Pedido de vista do ministro Joaquim Barbosa suspendeu o julgamento da Argüição de Descumprimento de Preceito Fundamental (ADPF) 46, que questiona o monopólio de serviço postal exercido pela Empresa Brasileira de Correios e Telégrafos (ECT). A ADPF foi proposta pela Associação Brasileira das Empresas de Distribuição (Abraed), que defende o direito das instituições privadas de atuarem no mercado. Votaram, nesta quarta-feira (15), o relator, ministro Marco Aurélio, pela procedência do pedido da associação e o ministro Eros Grau, pela manutenção do monopólio estatal.
Na ação, a entidade afirmou que o serviço postal tem natureza de atividade econômica, não podendo ser objeto de monopólio estatal e que restariam violados os preceitos fundamentais da livre iniciativa (art. 1º, IV da CF), da liberdade do exercício de qualquer trabalho (art. 5º, XIII da CF), da livre concorrência (art. 170, IV da CF) e do livre exercício de qualquer atividade econômica (art. 170, parágrafo único da CF).
O ministro Marco Aurélio entendeu que a Lei nº 6.538/78 (especialmente, os artigos 9º e 27), que instituiu o monopólio da atividade postal no Brasil, não foi recepcionada pela atual Constituição Federal. Em seu voto, ele ressaltou que a preservação do interesse público nem sempre é sinônimo de atuação estatal. “Ao reverso, o que a experiência vem demonstrando é que, em muitos casos, mais se atende ao interesse social quando o Estado se retira da prestação direta e passa a atuar de outra maneira, como ente capaz de regular, fiscalizar e impor sanções de acordo com os ditames do artigo 174 da CF e liberta a atividade econômica para seus verdadeiros titulares, a iniciativa privada”, explicou.
Marco Aurélio afirmou que as razões que determinaram o monopólio dos Correios há anos não mais existem diante das inovações tecnológicas e da tendência, firmada a partir da década de 80, de o Estado se retirar da atividade econômica.
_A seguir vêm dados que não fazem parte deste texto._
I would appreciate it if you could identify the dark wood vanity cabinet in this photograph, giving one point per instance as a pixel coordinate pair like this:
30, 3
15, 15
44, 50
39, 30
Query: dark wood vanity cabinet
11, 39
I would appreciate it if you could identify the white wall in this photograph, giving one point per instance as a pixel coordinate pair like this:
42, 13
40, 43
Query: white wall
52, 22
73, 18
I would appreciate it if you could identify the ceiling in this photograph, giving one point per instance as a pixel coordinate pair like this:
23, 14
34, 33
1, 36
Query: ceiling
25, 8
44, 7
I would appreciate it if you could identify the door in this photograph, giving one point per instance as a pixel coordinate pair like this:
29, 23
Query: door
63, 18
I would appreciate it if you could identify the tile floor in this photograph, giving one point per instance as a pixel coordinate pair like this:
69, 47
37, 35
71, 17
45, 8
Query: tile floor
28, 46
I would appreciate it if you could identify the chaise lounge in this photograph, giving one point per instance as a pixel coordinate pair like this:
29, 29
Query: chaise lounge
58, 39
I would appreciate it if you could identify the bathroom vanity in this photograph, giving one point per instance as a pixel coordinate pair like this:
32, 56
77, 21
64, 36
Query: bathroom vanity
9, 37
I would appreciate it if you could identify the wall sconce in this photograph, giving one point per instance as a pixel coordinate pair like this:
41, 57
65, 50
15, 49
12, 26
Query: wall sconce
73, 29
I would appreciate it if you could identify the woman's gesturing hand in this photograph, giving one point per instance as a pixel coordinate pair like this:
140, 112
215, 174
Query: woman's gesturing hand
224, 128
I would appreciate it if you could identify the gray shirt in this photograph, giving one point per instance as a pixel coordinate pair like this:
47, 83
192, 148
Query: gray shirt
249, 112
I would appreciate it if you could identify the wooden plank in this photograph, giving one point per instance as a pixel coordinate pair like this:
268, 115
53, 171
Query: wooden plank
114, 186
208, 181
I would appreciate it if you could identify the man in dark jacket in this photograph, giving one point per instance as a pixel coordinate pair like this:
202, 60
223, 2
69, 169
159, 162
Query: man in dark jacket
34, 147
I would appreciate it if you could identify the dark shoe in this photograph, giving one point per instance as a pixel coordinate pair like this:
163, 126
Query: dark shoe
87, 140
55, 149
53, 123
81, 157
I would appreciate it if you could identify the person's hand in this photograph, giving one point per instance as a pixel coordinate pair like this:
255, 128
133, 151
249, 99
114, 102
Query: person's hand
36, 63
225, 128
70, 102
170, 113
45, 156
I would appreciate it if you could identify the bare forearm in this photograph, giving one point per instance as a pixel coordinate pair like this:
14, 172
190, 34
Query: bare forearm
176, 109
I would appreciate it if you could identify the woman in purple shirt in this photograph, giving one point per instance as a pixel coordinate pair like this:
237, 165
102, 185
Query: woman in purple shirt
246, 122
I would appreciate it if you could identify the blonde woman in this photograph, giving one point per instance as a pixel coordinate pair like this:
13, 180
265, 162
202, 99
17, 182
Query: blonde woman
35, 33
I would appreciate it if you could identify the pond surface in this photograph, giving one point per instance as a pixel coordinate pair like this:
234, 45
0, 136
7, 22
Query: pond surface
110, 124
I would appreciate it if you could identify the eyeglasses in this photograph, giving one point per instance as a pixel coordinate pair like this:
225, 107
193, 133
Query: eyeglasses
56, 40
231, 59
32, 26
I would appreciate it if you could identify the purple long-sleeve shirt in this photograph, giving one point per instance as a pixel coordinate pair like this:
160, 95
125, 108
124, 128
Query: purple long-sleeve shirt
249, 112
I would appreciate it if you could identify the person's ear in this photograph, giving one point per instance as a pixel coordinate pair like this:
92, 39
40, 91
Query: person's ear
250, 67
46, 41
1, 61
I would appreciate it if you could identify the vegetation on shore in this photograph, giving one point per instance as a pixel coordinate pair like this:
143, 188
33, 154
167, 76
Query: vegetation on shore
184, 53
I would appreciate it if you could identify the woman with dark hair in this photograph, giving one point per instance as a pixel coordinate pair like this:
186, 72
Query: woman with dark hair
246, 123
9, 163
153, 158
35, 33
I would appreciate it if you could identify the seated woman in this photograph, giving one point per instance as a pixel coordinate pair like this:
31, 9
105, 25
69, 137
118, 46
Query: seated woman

Ele acentuou que o que pode ser realizado de maneira satisfatória pelas empresas privadas não deve ser assumido pelo Estado.
O relator ainda sustentou que a prestação dos serviços em regime de concorrência entre as diversas empresas que disputam o mercado consumidor acaba atendendo melhor ao interesse público, pois estimula a busca constante por melhorias tecnológicas, a redução dos custos operacionais e a conseqüente queda dos preços oferecidos pelos serviços.
Quanto à previsão constitucional (artigo 21, inciso X) de que a União deve manter o serviço postal, o ministro Marco Aurélio disse que a expressão “manter” não significa monopólio, mas a garantia de que o Estado exercerá a atividade quando não houver interesse privado pela atividade em determinados pontos do território nacional.
Divergência
Ao divergir do voto do relator, o ministro Eros Grau julgou inteiramente improcedente a ADPF 46, por considerar que “o serviço postal é um serviço público por definição constitucional”. Eros alegou que a premissa sustentada pela Abraed é equivocada, pois “o serviço postal não consubstancia a atividade econômica em sentido estrito a ser explorada por empresa privada. Por isso que toda a argumentação em torno da livre iniciativa e da livre concorrência acaba caindo no vazio, perde o sentido”, afirmou o ministro ao proferir o seu voto.
O ministro lembrou que o artigo 42 da Lei 6538/78 define o crime de violação do privilégio postal da União. O ministro considera tecnicamente inadequado o termo “monopólio” atribuído à atividade postal. Em sua avaliação, o correto seria falar em “privilégio” e prossegue: “os nomes não alteram a substância da exclusividade e eu tenho sistematicamente afirmado em obra e em trabalho acadêmico de que se trata de uma exclusividade”.
Segundo o ministro Eros Grau, os regimes jurídicos sob os quais são prestados os serviços públicos importam no desenvolvimento de atividades sob privilégios. Esse virtual privilégio, na avaliação do ministro, é que torna atrativa a prestação do serviço público por parte do setor privado quando atua na condição de concessionário ou permissionário.
Ao justificar o seu voto divergente, o ministro Eros Grau salientou que “para que a empresa privada pudesse ser admitida à prestação do serviço postal – que é serviço público – seria necessário que a Constituição dissesse que o serviço postal é livre à iniciativa privada”.
O ministro usou como exemplo as áreas de saúde e educação que são serviços públicos, e podem ser prestados independentemente de concessão ou permissão, porque os artigos 199 e 209 da Constituição Federal excepcionam o artigo 175 para dizer que a prestação da saúde e da educação é livre à iniciativa privada.